Extrait du journal d'Archibald de Roncépine
Je suis seul dans ma bibliothèque. L’odeur de l’encens que j’ai allumé envahit toute la pièce. Mais même cette fragrance douce ne parvient pas à calmer mon esprit aux abois. Cette attente est insupportable. Edmond est parti ce matin, après s’être assuré que je n’interviendrai pas dans le procédé. Comme si j’allais laisser mon fils mourir ! Toutefois j’ai dû mal à ne pas succomber à la terreur : et si ces rituels le transformaient en monstre ? Le privaient de toute conscience ? Si je le perdais malgré tout ? …

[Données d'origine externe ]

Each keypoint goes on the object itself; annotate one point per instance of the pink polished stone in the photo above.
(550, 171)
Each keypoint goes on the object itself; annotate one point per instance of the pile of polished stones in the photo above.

Je pensais qu’écrire ces questions les rendraient moins obsédantes : j’avais tort. Ce soir, même le spectacle des Monts Dorés s’enflammant sous les rayons rougeoyant du soleil couchant ne m’émerveille pas. Aldric est dans cette chambre, peut-être déjà mort ou bien corrompu par les arts impies de ce mage. Et je ne peux rien y faire.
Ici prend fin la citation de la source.